To view your solved model’s data and a basic visualization of it:
[10]:
display(df.describe())
display(df)
df.plot(x='time.s', y=['CONC.X.mol m-3', 'CONC.Y.mol m-3', 'CONC.Z.mol m-3'], title='Concentration over time', ylabel='Concentration (mol m-3)', xlabel='Time (s)')
plt.show()
| time.s | ENV.temperature.K | ENV.pressure.Pa | ENV.air number density.mol m-3 | CONC.X.mol m-3 | CONC.Y.mol m-3 | CONC.Z.mol m-3 | |
|---|---|---|---|---|---|---|---|
| count | 11.000000 | 11.000000 | 11.000000 | 11.000000 | 11.000000 | 11.000000 | 11.000000 |
| mean | 100.000000 | 287.627273 | 100768.181818 | 42.194541 | 2.439584 | 4.194061 | 4.616355 |
| std | 66.332496 | 12.089693 | 639.735386 | 1.517135 | 0.762650 | 0.572226 | 1.329958 |
| min | 0.000000 | 275.000000 | 100100.000000 | 40.874045 | 1.446236 | 3.306276 | 2.500000 |
| 25% | 50.000000 | 275.000000 | 100100.000000 | 40.874045 | 1.840420 | 3.761719 | 3.640977 |
| 50% | 100.000000 | 298.150000 | 101325.000000 | 40.874045 | 2.336660 | 4.220865 | 4.692475 |
| 75% | 150.000000 | 298.150000 | 101325.000000 | 43.779137 | 2.963461 | 4.645562 | 5.647861 |
| max | 200.000000 | 298.150000 | 101325.000000 | 43.779137 | 3.750000 | 5.000000 | 6.497488 |
| time.s | ENV.temperature.K | ENV.pressure.Pa | ENV.air number density.mol m-3 | CONC.X.mol m-3 | CONC.Y.mol m-3 | CONC.Z.mol m-3 | |
|---|---|---|---|---|---|---|---|
| 0 | 0.0 | 298.15 | 101325.0 | 40.874045 | 3.750000 | 5.000000 | 2.500000 |
| 1 | 20.0 | 298.15 | 101325.0 | 40.874045 | 3.411490 | 4.871403 | 2.967107 |
| 2 | 40.0 | 298.15 | 101325.0 | 40.874045 | 3.103538 | 4.725280 | 3.421182 |
| 3 | 60.0 | 298.15 | 101325.0 | 40.874045 | 2.823383 | 4.565844 | 3.860773 |
| 4 | 80.0 | 298.15 | 101325.0 | 40.874045 | 2.568519 | 4.396687 | 4.284794 |
| 5 | 100.0 | 298.15 | 101325.0 | 40.874045 | 2.336660 | 4.220865 | 4.692475 |
| 6 | 120.0 | 275.00 | 100100.0 | 43.779137 | 2.122874 | 4.038383 | 5.088743 |
| 7 | 140.0 | 275.00 | 100100.0 | 43.779137 | 1.928648 | 3.853960 | 5.467392 |
| 8 | 160.0 | 275.00 | 100100.0 | 43.779137 | 1.752192 | 3.669479 | 5.828329 |
| 9 | 180.0 | 275.00 | 100100.0 | 43.779137 | 1.591880 | 3.486494 | 6.171626 |
| 10 | 200.0 | 275.00 | 100100.0 | 43.779137 | 1.446236 | 3.306276 | 6.497488 |
The first display() call shows statistical summary information about the DataFrame (count, mean, standard deviation, min/max values).

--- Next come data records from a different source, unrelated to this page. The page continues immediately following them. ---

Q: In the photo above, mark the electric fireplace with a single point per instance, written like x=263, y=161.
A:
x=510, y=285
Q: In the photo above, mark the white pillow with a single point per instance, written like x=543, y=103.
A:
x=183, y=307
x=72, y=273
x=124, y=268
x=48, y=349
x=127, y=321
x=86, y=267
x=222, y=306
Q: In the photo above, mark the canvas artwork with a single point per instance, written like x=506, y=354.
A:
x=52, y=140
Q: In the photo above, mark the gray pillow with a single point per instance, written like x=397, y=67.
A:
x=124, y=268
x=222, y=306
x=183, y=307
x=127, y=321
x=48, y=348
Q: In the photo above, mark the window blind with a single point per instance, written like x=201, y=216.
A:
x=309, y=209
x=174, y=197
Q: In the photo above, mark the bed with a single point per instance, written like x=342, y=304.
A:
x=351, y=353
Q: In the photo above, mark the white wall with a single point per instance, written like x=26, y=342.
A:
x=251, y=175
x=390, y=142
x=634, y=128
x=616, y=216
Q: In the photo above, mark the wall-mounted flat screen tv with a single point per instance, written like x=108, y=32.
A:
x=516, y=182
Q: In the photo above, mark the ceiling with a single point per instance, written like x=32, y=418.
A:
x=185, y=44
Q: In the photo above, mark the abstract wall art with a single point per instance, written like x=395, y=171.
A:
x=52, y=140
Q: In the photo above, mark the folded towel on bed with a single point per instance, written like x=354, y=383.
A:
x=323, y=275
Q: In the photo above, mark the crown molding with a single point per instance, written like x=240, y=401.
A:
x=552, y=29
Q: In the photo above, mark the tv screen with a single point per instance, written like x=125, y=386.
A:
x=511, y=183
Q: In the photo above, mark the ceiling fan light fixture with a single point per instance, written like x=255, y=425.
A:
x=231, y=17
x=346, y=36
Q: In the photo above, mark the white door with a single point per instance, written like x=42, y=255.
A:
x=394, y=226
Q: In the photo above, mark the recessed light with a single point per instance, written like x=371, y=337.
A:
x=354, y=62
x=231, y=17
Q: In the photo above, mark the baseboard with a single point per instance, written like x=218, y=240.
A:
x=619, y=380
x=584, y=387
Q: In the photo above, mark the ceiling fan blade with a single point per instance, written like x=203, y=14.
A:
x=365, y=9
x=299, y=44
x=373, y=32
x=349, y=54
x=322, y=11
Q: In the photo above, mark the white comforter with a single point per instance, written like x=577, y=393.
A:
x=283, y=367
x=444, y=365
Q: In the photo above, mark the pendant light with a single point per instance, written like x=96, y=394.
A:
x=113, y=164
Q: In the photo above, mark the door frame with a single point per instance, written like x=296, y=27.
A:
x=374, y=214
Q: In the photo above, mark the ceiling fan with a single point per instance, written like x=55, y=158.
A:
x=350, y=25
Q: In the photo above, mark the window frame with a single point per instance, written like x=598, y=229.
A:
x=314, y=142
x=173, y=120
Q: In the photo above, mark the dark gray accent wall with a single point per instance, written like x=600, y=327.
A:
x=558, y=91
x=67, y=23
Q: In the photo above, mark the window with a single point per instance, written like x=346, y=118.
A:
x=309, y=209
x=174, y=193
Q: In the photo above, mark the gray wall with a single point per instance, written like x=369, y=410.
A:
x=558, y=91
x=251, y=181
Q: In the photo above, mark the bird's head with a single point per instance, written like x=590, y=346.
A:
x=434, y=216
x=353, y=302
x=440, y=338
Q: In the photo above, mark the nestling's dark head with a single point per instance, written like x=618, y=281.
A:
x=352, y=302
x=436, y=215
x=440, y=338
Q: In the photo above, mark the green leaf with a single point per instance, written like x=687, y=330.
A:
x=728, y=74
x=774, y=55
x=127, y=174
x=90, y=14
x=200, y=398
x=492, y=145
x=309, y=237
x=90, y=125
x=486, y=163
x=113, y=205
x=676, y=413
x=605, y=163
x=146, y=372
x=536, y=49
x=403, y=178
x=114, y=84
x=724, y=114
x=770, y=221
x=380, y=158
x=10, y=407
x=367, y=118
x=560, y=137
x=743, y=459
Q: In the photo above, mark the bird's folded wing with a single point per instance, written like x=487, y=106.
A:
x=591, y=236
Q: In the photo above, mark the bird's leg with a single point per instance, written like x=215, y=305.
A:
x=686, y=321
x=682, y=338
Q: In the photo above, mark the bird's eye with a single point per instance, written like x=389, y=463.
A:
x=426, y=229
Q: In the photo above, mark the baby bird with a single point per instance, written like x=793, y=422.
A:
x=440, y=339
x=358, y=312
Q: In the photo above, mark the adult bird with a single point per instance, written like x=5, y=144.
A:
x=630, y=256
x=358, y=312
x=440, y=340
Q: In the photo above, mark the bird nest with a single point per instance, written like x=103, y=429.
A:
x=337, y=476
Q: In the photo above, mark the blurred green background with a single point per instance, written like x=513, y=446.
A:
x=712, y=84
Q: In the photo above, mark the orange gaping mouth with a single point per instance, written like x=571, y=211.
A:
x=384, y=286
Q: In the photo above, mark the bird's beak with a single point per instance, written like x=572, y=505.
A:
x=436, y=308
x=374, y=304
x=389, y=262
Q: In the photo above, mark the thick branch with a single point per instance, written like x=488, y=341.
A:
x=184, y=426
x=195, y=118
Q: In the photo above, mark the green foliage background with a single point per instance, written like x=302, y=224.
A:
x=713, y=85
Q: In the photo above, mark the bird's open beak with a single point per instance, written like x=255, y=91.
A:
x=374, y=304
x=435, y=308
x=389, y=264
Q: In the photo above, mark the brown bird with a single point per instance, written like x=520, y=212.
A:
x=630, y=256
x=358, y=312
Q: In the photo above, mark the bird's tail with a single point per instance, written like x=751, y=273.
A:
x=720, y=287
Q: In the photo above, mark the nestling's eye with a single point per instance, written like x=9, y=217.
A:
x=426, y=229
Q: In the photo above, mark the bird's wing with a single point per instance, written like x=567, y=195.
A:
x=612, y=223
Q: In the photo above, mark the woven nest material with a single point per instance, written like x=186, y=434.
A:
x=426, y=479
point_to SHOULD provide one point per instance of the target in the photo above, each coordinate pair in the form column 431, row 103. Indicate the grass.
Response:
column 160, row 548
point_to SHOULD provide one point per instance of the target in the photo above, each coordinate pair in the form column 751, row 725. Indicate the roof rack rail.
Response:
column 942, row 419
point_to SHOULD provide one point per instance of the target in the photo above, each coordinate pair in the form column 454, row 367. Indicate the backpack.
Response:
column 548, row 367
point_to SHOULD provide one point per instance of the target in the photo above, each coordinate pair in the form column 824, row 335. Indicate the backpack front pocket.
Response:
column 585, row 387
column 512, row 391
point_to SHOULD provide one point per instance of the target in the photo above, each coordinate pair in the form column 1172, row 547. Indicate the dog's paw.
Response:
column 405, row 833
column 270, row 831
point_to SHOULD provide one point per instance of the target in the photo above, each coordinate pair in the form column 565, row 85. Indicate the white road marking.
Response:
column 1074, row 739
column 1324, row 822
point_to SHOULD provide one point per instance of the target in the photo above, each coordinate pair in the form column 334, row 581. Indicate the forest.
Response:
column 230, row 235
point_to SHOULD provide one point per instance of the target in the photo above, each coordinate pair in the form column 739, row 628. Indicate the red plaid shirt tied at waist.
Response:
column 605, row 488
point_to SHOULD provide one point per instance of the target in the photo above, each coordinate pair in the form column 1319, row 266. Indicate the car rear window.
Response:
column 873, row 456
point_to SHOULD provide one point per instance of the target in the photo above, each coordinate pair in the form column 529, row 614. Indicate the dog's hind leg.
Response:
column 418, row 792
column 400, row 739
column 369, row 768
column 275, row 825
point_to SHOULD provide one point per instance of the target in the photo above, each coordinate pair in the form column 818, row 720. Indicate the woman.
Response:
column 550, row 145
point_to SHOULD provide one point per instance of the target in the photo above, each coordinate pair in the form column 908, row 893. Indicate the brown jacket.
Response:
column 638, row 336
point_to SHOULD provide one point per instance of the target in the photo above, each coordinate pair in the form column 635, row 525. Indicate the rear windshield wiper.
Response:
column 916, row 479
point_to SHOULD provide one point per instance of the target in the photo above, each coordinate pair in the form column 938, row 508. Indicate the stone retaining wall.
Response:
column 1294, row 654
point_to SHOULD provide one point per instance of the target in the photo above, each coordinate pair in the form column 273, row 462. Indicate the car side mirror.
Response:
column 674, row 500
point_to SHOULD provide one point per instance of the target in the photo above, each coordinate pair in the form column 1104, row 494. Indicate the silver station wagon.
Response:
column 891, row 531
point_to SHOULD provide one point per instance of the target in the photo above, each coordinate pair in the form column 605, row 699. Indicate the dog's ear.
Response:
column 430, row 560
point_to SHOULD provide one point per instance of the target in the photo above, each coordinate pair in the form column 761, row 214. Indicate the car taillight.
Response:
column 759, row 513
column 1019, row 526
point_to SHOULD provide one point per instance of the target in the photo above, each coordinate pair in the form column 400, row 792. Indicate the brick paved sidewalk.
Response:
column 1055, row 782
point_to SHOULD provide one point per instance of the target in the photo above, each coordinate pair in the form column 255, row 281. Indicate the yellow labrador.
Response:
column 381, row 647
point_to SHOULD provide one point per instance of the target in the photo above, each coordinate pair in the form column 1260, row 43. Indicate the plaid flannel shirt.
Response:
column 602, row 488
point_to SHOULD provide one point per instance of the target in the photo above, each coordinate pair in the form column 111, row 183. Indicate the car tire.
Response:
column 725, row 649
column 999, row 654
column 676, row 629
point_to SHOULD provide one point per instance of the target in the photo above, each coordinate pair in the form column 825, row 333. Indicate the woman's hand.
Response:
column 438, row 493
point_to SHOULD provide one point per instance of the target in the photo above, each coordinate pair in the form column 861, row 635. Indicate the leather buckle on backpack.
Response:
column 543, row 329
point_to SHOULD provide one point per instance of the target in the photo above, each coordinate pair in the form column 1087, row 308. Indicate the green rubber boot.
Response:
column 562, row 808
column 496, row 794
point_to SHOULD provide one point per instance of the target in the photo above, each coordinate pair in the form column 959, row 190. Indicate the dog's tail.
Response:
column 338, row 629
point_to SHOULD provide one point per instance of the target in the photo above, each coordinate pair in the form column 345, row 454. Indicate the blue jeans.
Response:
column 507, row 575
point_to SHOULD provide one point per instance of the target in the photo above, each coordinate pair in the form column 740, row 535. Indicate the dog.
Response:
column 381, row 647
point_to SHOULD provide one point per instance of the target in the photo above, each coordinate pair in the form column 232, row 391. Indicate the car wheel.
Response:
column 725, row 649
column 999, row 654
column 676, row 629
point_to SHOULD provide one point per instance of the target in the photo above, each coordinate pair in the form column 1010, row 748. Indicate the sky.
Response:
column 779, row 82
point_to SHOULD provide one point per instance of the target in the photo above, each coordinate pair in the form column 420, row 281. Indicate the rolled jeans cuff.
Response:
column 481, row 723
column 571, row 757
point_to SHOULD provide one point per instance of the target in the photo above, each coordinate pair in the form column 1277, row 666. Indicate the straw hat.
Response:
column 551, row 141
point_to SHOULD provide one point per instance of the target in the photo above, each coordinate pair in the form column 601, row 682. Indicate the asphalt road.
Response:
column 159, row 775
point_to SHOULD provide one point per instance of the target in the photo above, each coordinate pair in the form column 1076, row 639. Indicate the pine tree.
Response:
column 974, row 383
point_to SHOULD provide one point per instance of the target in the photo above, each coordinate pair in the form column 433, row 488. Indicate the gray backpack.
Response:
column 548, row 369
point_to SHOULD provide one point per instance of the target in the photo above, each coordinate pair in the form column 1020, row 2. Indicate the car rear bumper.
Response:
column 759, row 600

The second display() shows the full DataFrame with all time steps and their corresponding values.
The plot() function from pandas creates a line plot visualization:
x=’time.s’ - Sets time as the x-axis
y=[…] - Lists the species concentrations to plot on the y-axis
title, xlabel, ylabel - Add labels to make the plot readable
The plt.show() displays the plot in the notebook.
Note: If you are running this code in a Jupyter notebook, use display() as shown above. If you’re running this as a Python script in a terminal, replace display() with print().